7

I am running a negative binomial model and one of my predictor variables is a count variable. Since this variable was heavily skewed, I decided to log-transform it.

However, the effect of this variable is hypothesized to be non-linear. However, as soon as I include the squared term in my model, I obtain VIFs of these two variables that are >20, while all other predictors remain stable at VIFs between 1 and 5.

To my current understanding, the relationship should not be linear and hence multicollineairy should not arise.
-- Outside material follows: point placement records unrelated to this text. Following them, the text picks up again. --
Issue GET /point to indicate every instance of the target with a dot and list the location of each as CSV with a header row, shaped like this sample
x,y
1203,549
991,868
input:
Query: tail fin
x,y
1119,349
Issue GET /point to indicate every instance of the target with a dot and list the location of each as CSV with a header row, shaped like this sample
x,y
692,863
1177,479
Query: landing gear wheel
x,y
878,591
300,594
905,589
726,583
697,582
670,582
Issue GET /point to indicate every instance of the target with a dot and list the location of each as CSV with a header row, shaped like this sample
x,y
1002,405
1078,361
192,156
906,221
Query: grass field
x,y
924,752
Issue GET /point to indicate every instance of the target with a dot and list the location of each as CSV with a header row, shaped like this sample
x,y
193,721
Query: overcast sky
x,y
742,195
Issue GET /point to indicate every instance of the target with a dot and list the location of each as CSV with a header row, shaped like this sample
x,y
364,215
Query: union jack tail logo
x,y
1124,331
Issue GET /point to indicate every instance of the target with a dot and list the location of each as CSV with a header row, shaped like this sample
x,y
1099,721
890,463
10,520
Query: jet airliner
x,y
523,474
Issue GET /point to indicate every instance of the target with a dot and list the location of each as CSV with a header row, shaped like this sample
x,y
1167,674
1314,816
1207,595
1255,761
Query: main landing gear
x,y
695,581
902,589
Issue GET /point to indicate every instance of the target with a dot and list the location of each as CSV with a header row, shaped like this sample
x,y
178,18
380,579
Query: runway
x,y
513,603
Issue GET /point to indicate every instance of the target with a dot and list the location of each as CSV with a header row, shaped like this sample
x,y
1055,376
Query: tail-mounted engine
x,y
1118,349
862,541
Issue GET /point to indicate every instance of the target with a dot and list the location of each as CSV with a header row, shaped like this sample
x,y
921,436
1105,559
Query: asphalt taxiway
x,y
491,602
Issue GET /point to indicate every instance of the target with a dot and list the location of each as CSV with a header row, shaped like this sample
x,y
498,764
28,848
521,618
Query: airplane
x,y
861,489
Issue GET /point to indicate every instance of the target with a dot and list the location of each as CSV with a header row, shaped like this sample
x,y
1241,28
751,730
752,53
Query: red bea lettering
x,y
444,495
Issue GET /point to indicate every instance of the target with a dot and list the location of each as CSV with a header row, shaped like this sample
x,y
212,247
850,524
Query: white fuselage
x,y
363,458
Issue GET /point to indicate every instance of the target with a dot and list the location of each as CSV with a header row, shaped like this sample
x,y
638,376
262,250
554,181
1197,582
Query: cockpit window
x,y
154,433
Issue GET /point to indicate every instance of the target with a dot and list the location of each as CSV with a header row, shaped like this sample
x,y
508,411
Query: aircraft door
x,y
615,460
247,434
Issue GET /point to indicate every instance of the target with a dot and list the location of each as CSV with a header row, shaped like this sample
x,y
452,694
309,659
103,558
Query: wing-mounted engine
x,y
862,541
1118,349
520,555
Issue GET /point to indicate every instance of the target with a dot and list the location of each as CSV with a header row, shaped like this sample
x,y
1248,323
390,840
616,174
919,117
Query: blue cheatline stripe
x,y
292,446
Can anyone explain the cause of the multi-collinearty and give possible solutions to this problem?

statsnewby
  • 73
  • 5
  • Well, f(x) = x^2, which is where the collinearity arises. If you want to reduce the collinearity between x and x^2, I suggest centering x and then squaring the centered covariate. See this post: http://www.theanalysisfactor.com/centering-for-multicollinearity-between-main-effects-and-interaction-terms/ – Brash Equilibrium Nov 08 '17 at 16:01
  • What is the domain of $x$? For very small values $x$ could be considered approximately $x^2$. – Dan Nov 08 '17 at 16:03
  • x is between 1 and 650, but after the log transformation the values are obviously much smaller (between 0 and 2.8) – statsnewby Nov 08 '17 at 16:06
  • It seems that you assume the relationship between a variable and its square (it happens to be the log of $x$ and the square of that log, but that is not so important here) is not a linear one and so they are uncorrelated. Others have explained the error already, but you may be interested in this related thread: [Pearson correlation between a variable and its square](https://stats.stackexchange.com/q/297685/22228). – Silverfish Nov 08 '17 at 22:34

2 Answers2

12

Except for very small counts, $\log(x)^2$ is essentially a linear function of $\log(x)$:

Figure showing plots and linear fits

The colored lines are least squares fits to $\log(x)^2$ vs $\log(x)$ for various ranges of counts $x$. They are extremely good once $x$ exceeds $10$ (and still awfully good even when $x\gt 4$ or so).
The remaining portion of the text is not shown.